Kehidupan masyarakat Desa Tegalombo sangat harmonis. Mereka saling tolong menolong walaupun berbeda keyakinan. Sering ditemui dalam satu keluarga mereka berbeda keyakinan. Pembangunan infrastruktur di desa Tegalombo sudah lumayan maju. Akses jalan desa diperbaiki dan saluran air ditata sehingga ketika hujan air bisa langsung menuju laut. Topografi desa Tegalombo berupa dataran rendah yang ketika musim penghujan sering dilanda banjir. Akan tetapi banjir tersebut hanya sebentar karena merupakan banjir bandang yang airnya berasal dari wilayah pegunungan. Pertanian desa Tegalombo sangat maju karena merupakan daerah aluvial yaitu bertemunya aliran sungai dari beberapa aliran sungai kecil. Pertemuan beberapa aliran sungai ini membawa berkah tersendiri bagi warga desa Tegalombo karena membawa tanah dari pegunungan yang subur dan mengendap di desa Tegalombo. Mayoritas warga desa Tegalombo menanam padi. Hasil panen padi cukup untuk memenuhi kebutuhan sehari-hari. Ada pasar yang berlokasi di wilayah desa Tegalombo akan tetapi bukan milik pemerintah desa Tegalombo yaitu pasar pendetan yang dimiliki oleh pemerintah Desa Puncel. Disebut pasar pendetan karena dahulu yang mendirikan pasar ini adalah para pendeta Belanda. Tidak tahu asal muasalnya kenapa pasar yang terletak di desa Tegalombo ini dinamakan dan dimiliki oleh pemerintah desa Puncel.
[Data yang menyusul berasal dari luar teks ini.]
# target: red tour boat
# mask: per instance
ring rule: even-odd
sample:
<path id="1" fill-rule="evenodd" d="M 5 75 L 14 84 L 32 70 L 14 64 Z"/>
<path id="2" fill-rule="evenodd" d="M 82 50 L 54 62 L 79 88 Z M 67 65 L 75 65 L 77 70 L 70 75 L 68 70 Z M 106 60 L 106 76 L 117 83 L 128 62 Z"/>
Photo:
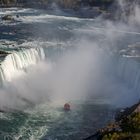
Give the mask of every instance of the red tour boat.
<path id="1" fill-rule="evenodd" d="M 70 104 L 69 103 L 65 103 L 64 104 L 64 110 L 65 111 L 69 111 L 70 110 Z"/>

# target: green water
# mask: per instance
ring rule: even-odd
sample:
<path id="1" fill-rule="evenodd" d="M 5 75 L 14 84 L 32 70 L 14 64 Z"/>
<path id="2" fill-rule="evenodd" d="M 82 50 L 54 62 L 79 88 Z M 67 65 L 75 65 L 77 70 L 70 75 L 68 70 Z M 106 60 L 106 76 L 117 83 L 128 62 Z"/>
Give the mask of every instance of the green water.
<path id="1" fill-rule="evenodd" d="M 82 140 L 112 119 L 108 105 L 38 105 L 23 112 L 0 113 L 0 140 Z"/>

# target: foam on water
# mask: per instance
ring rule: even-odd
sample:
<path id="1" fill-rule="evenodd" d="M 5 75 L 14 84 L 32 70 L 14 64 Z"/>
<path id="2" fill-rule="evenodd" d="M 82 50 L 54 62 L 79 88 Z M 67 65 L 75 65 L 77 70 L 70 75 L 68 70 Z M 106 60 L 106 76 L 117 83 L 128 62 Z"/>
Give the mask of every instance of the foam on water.
<path id="1" fill-rule="evenodd" d="M 18 14 L 18 13 L 36 13 L 37 10 L 31 8 L 1 8 L 0 15 Z"/>
<path id="2" fill-rule="evenodd" d="M 67 20 L 67 21 L 76 21 L 76 22 L 93 21 L 93 19 L 80 19 L 76 17 L 56 16 L 56 15 L 49 15 L 49 14 L 42 14 L 37 16 L 23 16 L 21 20 L 23 23 L 34 23 L 34 22 L 46 23 L 52 20 Z"/>
<path id="3" fill-rule="evenodd" d="M 111 28 L 104 28 L 104 27 L 93 27 L 91 29 L 74 29 L 75 31 L 83 31 L 87 33 L 95 33 L 95 32 L 100 32 L 104 34 L 104 32 L 114 32 L 114 33 L 122 33 L 122 34 L 132 34 L 132 35 L 140 35 L 140 32 L 133 32 L 133 31 L 125 31 L 125 30 L 117 30 L 117 29 L 111 29 Z"/>

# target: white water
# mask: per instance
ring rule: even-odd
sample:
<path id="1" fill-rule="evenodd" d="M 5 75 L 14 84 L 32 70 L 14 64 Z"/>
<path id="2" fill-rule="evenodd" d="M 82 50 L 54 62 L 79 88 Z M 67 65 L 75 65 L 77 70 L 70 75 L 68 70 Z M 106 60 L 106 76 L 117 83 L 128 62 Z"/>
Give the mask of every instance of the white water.
<path id="1" fill-rule="evenodd" d="M 21 49 L 8 54 L 0 66 L 0 84 L 16 78 L 30 65 L 37 64 L 45 58 L 42 48 Z"/>
<path id="2" fill-rule="evenodd" d="M 140 35 L 140 32 L 133 32 L 133 31 L 125 31 L 120 29 L 110 29 L 110 28 L 104 28 L 104 27 L 92 27 L 91 29 L 75 29 L 75 31 L 83 31 L 88 33 L 94 33 L 95 31 L 101 31 L 104 32 L 112 32 L 112 33 L 122 33 L 122 34 L 132 34 L 132 35 Z"/>
<path id="3" fill-rule="evenodd" d="M 34 13 L 37 10 L 30 9 L 30 8 L 1 8 L 0 9 L 0 15 L 5 15 L 5 14 L 17 14 L 17 13 Z"/>

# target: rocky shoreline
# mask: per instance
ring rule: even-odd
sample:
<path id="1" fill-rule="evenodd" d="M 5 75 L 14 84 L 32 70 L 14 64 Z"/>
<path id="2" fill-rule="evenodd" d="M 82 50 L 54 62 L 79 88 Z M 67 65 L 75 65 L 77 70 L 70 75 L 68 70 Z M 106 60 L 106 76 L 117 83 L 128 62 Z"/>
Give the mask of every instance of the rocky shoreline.
<path id="1" fill-rule="evenodd" d="M 115 121 L 84 140 L 139 140 L 140 101 L 117 111 Z"/>

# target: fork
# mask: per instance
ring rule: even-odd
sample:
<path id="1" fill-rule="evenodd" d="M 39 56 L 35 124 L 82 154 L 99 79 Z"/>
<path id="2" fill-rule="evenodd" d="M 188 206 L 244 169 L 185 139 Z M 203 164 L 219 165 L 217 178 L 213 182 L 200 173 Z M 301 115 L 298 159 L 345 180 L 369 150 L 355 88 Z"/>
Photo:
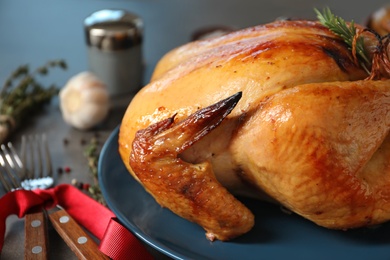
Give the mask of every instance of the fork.
<path id="1" fill-rule="evenodd" d="M 45 189 L 53 185 L 51 157 L 46 136 L 22 137 L 22 159 L 12 143 L 1 145 L 0 181 L 7 191 Z M 59 235 L 79 259 L 107 259 L 97 244 L 61 207 L 48 217 Z M 25 259 L 47 259 L 46 211 L 26 214 Z"/>

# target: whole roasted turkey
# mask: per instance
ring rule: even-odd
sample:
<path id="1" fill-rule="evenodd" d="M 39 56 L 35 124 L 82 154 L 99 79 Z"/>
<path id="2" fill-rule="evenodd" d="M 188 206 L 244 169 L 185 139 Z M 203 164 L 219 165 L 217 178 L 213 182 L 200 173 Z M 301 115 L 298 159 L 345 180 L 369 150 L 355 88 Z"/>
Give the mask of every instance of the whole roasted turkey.
<path id="1" fill-rule="evenodd" d="M 314 21 L 188 43 L 131 101 L 119 151 L 156 201 L 210 240 L 254 225 L 233 195 L 268 197 L 316 224 L 390 219 L 390 81 Z"/>

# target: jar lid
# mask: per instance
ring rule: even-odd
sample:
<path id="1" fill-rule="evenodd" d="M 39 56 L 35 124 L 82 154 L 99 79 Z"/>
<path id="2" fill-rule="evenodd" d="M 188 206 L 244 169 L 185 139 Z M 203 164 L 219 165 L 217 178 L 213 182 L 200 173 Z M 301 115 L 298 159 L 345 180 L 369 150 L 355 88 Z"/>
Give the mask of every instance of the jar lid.
<path id="1" fill-rule="evenodd" d="M 84 20 L 84 28 L 87 45 L 105 51 L 129 49 L 143 39 L 142 19 L 125 10 L 94 12 Z"/>

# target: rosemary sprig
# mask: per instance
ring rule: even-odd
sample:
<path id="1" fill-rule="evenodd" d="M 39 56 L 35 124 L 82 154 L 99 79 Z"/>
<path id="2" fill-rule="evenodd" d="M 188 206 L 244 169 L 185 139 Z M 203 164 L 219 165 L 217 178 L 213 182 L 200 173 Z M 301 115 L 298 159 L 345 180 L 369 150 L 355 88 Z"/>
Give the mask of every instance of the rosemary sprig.
<path id="1" fill-rule="evenodd" d="M 360 59 L 360 65 L 368 72 L 371 67 L 371 59 L 364 47 L 364 38 L 358 36 L 354 43 L 354 38 L 357 34 L 354 21 L 351 21 L 349 25 L 341 17 L 335 16 L 329 8 L 324 8 L 322 13 L 317 9 L 314 9 L 317 14 L 318 21 L 326 26 L 337 36 L 341 37 L 348 47 L 352 50 L 356 50 L 356 55 Z M 355 44 L 355 46 L 353 46 Z"/>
Itulah sekelumit tentang desa Tegalombo Kecamatan Dukuhseti Kabupaten Pati yang sampai saat ini belum ada sumber tertulis tentang asa-usul desa. Permasalahan besar bagi masyarakat desa kita adalah sangat terbatasnya sumber tertulis untuk mengetahui seluk beluk tentang desa. Tradisi tulis-menulis baru dikenal di lingkungan keraton dan belum dikenal oleh masyarakat di luar keraton. Prasasti dan berbagai macam serat ditulis oleh pujangga keraton dan menceritakan hanya sebatas kehidupan keraton. Belum ada prasasti atau serat yang menulis tentang asal-usul desa di setiap wilayah yang dikuasai keraton. Tradisi yang berkembang di masyarakat luar keraton adalah tradisi foklor alias tradisi lisan. Tradisi lisan harus benar-benar dicek keasliannya dan dicros cek dengan sumber lisan lainnya. Mengapa harus dicros cek dengan sumber lainnya karena bisa jadi si pembawa folklor menyampaikan tidak sesuai dengan sumber pertama sehingga keotentisitas dan keorisinalitasnya dipertanyakan. Sudah saatnya aparat desa dann tokoh desa membukukan semua hal yang terkait dengan kondisi desa agar generasi yang akan datang bisa mengetahui sejarah desa dengan cara membaca tulisan tersebut.